10 Military Commanders Who Revolutionized Warfare

10 Military Commanders Who Revolutionized Warfare

Khalid Elhassan - June 8, 2018

10 Military Commanders Who Revolutionized Warfare
Gonzalo de Cordoba examining the corpse of the opposing general after the Battle of Cerignola. Wikimedia

Gonzalo de Cordoba, “El Gran Capitan”, Revolutionized Warfare With Firearms

Gunpowder revolutionized warfare, but not overnight. It took centuries before gunpowder weapons, first used in battle in the 14th century, came to dominate warfare in the 16th century. Canons were the first to leave their mark in the late 15th century, when Charles VIII of France invaded Italy and used mobile artillery to breach castle walls up and down the Italian Peninsula. Firearms, held back by their slow rate of fire, took slightly longer. Enter Gonzalo Fernandez de Cordoba (1453 – 1515), a Spanish general known as “El Gran Capitan” (Great Captain). He revolutionized warfare by innovating tactics that enabled firearms to dominate battlefields forever after.

Firearms had been in use for centuries before Cordoba appeared on the scene, but infantry armed with such weapons were handicapped by the length of time they took to reload. After discharging, firearms took so long to reload that cavalry, or even swift footed infantry, could close in and chop up firearms users before they managed to get off another shot.

Cordoba fixed that weakness at the Battle of Cerignola in 1503 by his liberal use of the arquebus and arquebusiers. In that engagement, El Gran Capitan led an army of 6300 men, including 1000 arquebusiers and 20 canon. They faced a French army of 9000 men, mostly heavy cavalry and elite Swiss pikemen, supported by 40 canon. Cordoba deployed his arquebusiers behind a ditch and field fortifications, and from that shelter, they won an upset victory by shooting the attackers to pieces. Battlefields were dominated by firearms-bearing infantry from then on.

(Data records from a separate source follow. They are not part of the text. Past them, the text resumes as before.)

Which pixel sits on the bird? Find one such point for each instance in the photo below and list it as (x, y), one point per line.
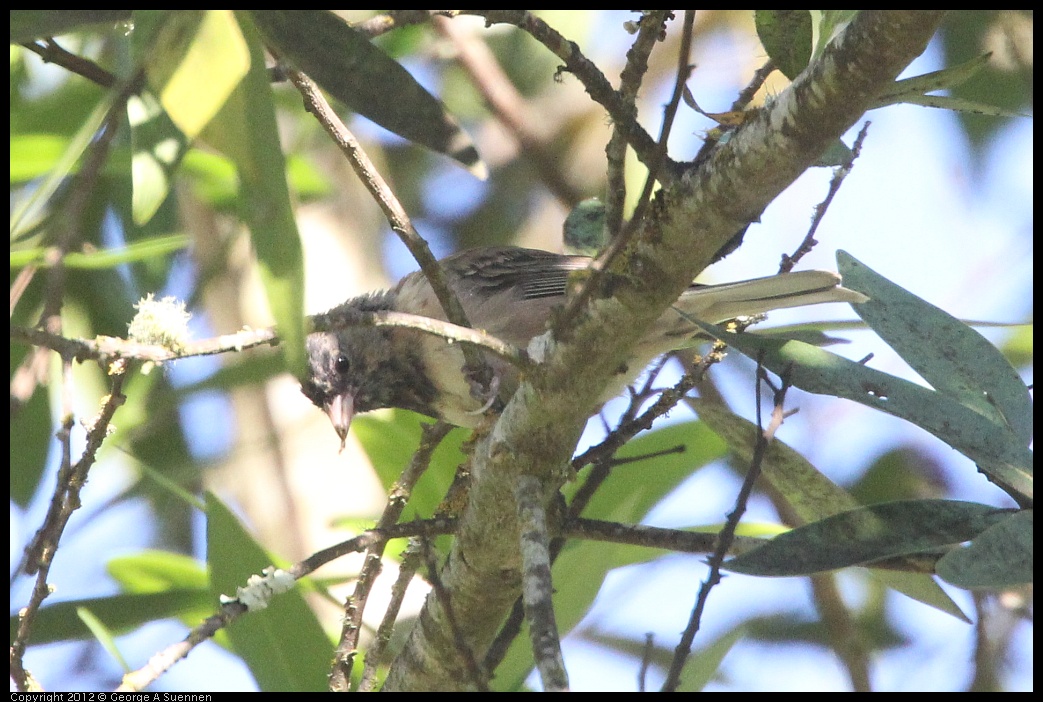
(509, 292)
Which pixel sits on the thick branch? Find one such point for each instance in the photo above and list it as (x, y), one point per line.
(687, 223)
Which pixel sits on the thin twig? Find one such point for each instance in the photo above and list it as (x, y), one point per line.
(340, 677)
(536, 584)
(727, 535)
(820, 210)
(49, 50)
(509, 107)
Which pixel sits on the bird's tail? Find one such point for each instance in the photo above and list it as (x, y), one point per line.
(718, 303)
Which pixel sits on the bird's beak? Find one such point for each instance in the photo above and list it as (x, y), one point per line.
(340, 410)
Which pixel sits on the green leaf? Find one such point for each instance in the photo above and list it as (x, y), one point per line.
(827, 24)
(957, 361)
(31, 24)
(626, 497)
(998, 558)
(811, 495)
(139, 250)
(245, 130)
(786, 37)
(30, 212)
(347, 66)
(156, 572)
(33, 154)
(284, 645)
(634, 488)
(159, 147)
(867, 534)
(991, 445)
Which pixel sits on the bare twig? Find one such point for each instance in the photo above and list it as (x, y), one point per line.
(509, 106)
(49, 50)
(727, 535)
(593, 80)
(340, 678)
(229, 611)
(41, 551)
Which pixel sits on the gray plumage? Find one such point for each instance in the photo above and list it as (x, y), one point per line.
(508, 292)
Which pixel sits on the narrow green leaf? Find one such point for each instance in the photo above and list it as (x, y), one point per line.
(928, 82)
(635, 488)
(960, 104)
(156, 571)
(813, 495)
(998, 558)
(702, 666)
(346, 65)
(33, 154)
(159, 147)
(827, 24)
(390, 439)
(30, 211)
(31, 24)
(867, 534)
(110, 258)
(194, 63)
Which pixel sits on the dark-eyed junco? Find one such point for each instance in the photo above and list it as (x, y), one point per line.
(508, 292)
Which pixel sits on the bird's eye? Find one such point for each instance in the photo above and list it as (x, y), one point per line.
(341, 364)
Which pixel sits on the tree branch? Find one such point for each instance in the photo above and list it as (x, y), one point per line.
(540, 426)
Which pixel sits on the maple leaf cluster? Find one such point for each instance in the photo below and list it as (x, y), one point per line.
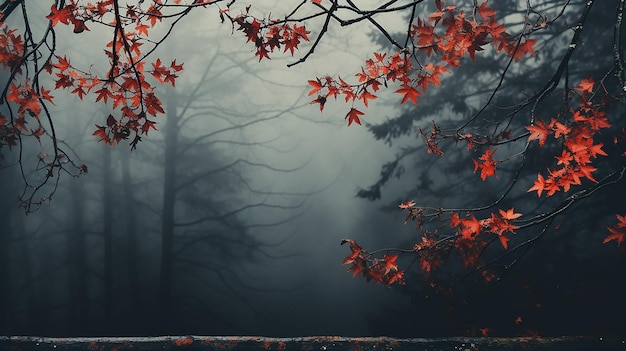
(446, 37)
(618, 231)
(380, 270)
(125, 84)
(576, 132)
(268, 35)
(468, 238)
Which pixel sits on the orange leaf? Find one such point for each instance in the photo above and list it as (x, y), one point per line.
(509, 214)
(486, 12)
(410, 93)
(353, 116)
(538, 131)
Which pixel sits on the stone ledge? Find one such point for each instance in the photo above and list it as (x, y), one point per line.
(317, 343)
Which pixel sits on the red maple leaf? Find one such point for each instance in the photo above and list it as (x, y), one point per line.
(586, 85)
(63, 15)
(488, 166)
(509, 214)
(410, 93)
(486, 12)
(390, 263)
(538, 131)
(353, 116)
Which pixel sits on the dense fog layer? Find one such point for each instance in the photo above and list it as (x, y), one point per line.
(246, 190)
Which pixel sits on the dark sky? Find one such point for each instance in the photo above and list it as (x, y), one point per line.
(264, 190)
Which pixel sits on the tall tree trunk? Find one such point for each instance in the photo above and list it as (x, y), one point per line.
(77, 263)
(7, 212)
(107, 214)
(169, 199)
(132, 253)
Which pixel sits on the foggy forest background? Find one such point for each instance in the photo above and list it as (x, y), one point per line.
(228, 219)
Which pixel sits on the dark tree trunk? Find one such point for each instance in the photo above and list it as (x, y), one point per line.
(77, 264)
(132, 251)
(7, 212)
(107, 214)
(169, 199)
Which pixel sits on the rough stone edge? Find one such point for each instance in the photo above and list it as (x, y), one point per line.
(313, 343)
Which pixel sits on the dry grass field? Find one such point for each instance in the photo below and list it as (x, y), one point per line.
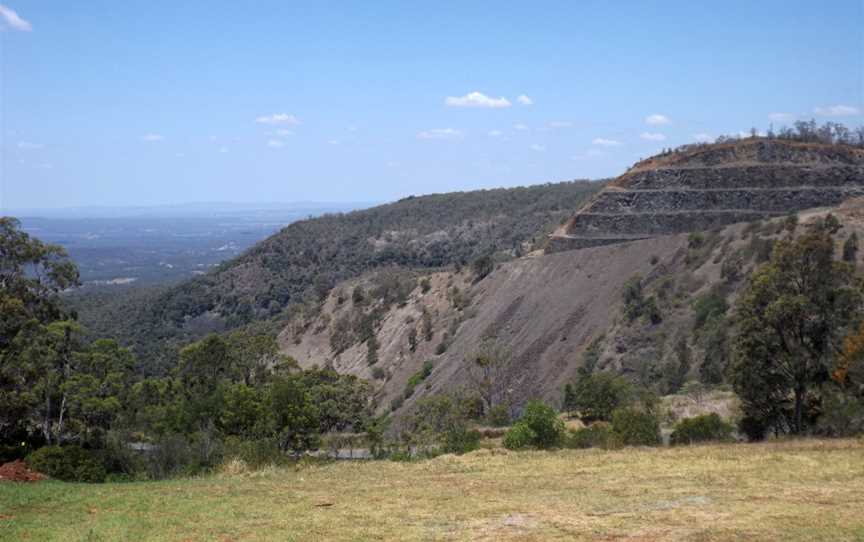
(792, 490)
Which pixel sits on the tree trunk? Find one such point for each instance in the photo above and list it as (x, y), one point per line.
(798, 423)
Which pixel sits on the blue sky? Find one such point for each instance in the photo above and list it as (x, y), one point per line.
(143, 103)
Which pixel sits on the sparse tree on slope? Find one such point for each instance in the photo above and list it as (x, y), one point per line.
(792, 318)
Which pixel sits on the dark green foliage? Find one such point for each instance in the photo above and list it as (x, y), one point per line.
(792, 318)
(302, 262)
(636, 305)
(519, 437)
(67, 463)
(706, 428)
(538, 427)
(596, 396)
(482, 266)
(440, 421)
(635, 427)
(596, 435)
(676, 371)
(428, 331)
(707, 306)
(425, 285)
(850, 248)
(372, 350)
(714, 339)
(412, 339)
(498, 416)
(633, 299)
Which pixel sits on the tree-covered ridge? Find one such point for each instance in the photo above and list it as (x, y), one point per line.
(304, 260)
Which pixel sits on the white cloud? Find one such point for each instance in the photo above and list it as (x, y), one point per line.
(603, 142)
(13, 20)
(657, 119)
(477, 99)
(590, 153)
(278, 118)
(440, 133)
(781, 117)
(652, 136)
(837, 111)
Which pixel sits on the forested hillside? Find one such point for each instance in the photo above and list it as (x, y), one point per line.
(300, 264)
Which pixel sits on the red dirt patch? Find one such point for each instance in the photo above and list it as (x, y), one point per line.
(17, 471)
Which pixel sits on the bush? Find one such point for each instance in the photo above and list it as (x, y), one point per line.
(596, 396)
(706, 428)
(539, 427)
(519, 437)
(67, 463)
(596, 435)
(635, 427)
(498, 416)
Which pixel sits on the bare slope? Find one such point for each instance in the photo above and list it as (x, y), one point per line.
(547, 310)
(708, 186)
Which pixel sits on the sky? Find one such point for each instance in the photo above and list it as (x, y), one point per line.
(166, 102)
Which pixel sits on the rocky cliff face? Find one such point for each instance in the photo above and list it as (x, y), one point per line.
(710, 186)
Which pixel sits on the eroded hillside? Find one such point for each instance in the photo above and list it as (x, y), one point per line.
(708, 186)
(556, 313)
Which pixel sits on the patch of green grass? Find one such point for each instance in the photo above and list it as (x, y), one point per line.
(790, 490)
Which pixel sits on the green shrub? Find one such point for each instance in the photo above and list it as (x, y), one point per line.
(539, 427)
(596, 435)
(460, 440)
(519, 437)
(706, 428)
(595, 396)
(635, 427)
(498, 416)
(67, 463)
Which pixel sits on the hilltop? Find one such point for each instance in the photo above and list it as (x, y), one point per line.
(292, 270)
(700, 187)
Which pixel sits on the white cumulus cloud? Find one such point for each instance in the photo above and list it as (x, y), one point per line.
(278, 118)
(477, 99)
(837, 111)
(657, 119)
(13, 20)
(603, 142)
(29, 146)
(781, 117)
(440, 133)
(652, 136)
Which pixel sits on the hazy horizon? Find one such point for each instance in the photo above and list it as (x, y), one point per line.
(115, 105)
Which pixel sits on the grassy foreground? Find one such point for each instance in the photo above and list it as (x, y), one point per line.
(796, 490)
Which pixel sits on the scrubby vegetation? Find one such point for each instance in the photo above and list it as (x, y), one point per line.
(292, 270)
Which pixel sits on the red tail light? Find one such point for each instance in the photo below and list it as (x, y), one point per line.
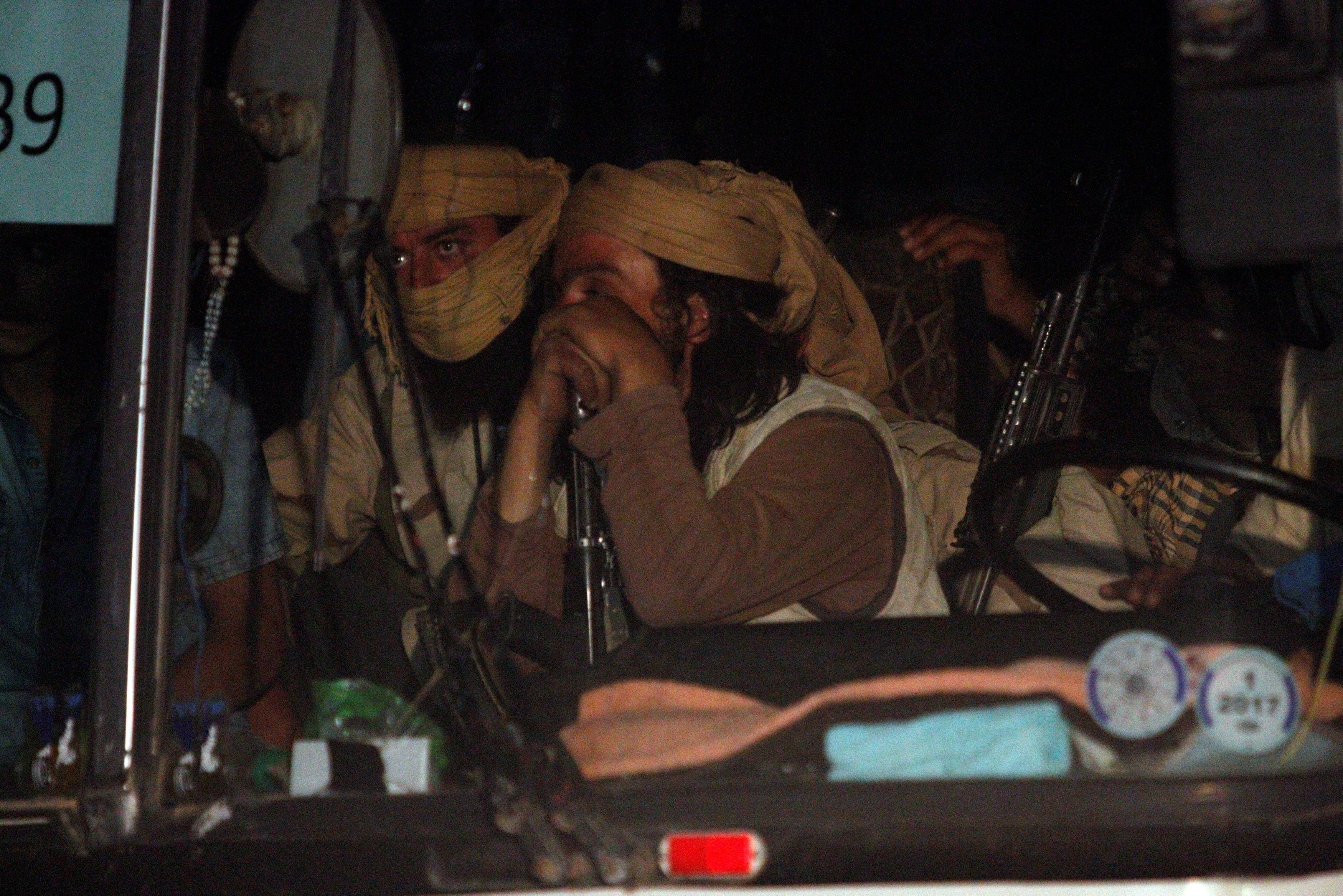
(718, 855)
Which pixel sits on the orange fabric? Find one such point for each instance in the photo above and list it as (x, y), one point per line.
(644, 727)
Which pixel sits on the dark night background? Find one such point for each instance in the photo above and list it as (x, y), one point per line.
(880, 108)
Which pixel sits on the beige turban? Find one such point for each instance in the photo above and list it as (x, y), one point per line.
(722, 219)
(461, 316)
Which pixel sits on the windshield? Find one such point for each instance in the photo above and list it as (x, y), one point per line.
(658, 386)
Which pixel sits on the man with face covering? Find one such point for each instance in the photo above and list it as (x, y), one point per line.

Cordoba furthered that revolution by inventing formations to allow infantry equipped with firearms to operate without the benefit of fortifications. The result was the Tercio, a formation combining pikemen with arquebusiers, allowing the latter to shelter behind the pikes of the former while reloading. Spanish infantry in the Tercio formation would go on to dominate European battlefields for the next century.